« Il faut admettre que nous n’avons plus un État Providence en face. L’État ne peut plus créer d’emploi durable pour tout le monde. Cependant, l’État doit obligatoirement instaurer des politiques publiques sûres et sans faille en faveur de la mise en œuvre de l’emploi et de la sécurité et la protection des travailleurs. L’État doit aussi être un facilitateur efficace et un créateur d’environnement pour encourager les investissements et l’embauche de salariés.
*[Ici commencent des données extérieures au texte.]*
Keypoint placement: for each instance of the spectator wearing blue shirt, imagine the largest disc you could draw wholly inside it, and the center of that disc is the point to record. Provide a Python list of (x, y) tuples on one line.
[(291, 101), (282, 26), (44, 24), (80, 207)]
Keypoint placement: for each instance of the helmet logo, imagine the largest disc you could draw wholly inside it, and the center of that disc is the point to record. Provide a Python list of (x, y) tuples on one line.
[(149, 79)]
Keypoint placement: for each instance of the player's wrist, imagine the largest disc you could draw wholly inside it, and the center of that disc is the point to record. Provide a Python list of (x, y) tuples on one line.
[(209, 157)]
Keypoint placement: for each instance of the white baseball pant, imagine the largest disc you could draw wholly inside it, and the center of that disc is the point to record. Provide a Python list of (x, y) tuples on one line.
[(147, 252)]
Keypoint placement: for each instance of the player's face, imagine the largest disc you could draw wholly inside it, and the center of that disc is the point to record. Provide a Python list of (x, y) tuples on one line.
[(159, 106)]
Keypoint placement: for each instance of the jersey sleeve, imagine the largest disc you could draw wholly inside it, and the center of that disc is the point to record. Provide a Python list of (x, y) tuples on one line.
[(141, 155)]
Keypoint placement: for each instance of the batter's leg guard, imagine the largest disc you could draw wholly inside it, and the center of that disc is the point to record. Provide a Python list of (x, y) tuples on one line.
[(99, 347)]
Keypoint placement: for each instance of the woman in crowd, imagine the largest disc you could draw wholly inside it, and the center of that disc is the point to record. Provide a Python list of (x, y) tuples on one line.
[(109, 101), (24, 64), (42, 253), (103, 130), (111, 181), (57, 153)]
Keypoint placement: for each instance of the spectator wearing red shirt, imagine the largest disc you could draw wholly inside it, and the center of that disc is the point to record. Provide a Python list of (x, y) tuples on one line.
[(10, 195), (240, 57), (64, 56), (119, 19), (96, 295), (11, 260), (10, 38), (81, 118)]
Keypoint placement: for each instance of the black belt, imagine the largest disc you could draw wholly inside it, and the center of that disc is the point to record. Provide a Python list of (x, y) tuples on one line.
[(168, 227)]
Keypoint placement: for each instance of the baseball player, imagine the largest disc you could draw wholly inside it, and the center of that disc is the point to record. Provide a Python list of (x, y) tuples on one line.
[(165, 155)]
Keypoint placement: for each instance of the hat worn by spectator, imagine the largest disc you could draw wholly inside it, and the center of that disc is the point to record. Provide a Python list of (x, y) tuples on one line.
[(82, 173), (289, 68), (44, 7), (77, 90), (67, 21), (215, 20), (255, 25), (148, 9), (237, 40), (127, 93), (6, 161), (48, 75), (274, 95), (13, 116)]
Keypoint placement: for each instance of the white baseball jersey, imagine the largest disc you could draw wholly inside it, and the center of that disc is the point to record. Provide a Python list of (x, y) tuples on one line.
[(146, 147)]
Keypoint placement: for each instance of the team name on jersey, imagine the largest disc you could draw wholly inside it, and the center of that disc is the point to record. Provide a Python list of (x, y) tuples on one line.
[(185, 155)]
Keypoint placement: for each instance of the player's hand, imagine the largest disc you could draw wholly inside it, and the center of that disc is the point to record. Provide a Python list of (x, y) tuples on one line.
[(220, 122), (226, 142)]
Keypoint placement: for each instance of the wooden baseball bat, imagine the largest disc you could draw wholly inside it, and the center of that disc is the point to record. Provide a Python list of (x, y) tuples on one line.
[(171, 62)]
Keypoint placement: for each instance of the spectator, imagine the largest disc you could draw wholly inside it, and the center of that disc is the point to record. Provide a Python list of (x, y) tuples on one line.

Dans ce cadre, il est important de faire du secteur privé le catalyseur de la croissance économique et de la création d’emploi ». C’est la réflexion de Cheick Boukadry Traoré, Président de CARE.
Ces derniers temps, nous assistons à une escalade de la tension entre les syndicats et l’administration. Il faut reconnaître que les inégalités de revenus sont criantes dans notre pays. La montée de la polarisation politique, la division sociale et la criminalité sont directement liées à l’inégalité économique croissante. Nos politiques actuelles de l’emploi semblent ne plus fonctionner comme souhaité. Or, le manque d’emploi ou sa disponibilité sont des facteurs déterminants de la paix sociale dans un pays. L’emploi est le levier majeur de toute politique et stratégie de lutte contre la pauvreté. Il est donc important de faire de cette lutte, la pierre angulaire de notre politique de développement. Si nous voulons un jour réduire sérieusement les inégalités, nous avons besoin de solutions innovantes qui s’attaquent aux causes profondes. Le moment est certes venu pour des solutions riches en perspectives, soutenues par des politiques qui uniformisent les règles du jeu pour les travailleurs et renouvellent l’espoir dans notre pays. Ceci étant, il faut admettre que nous n’avons plus un État Providence en face. L’État ne peut plus créer d’emploi durable pour tout le monde. Cependant, l’État doit obligatoirement instaurer des politiques publiques sûres et sans faille en faveur de la mise en œuvre de l’emploi et de la sécurité et la protection des travailleurs. L’État doit aussi être un facilitateur efficace et un créateur d’environnement pour encourager les investissements et l’embauche de salariés. Dans ce cadre, il est important de faire du secteur privé le catalyseur de la croissance économique et de la création d’emploi. Il est autant important de renforcer et d’encourager davantage la capacité humaine et institutionnelle dont nous avons besoin pour atteindre nos objectifs de développement. Les efforts de développement ne sauraient porter de résultats concluants et durables en l’absence d’une valorisation des ressources humaines.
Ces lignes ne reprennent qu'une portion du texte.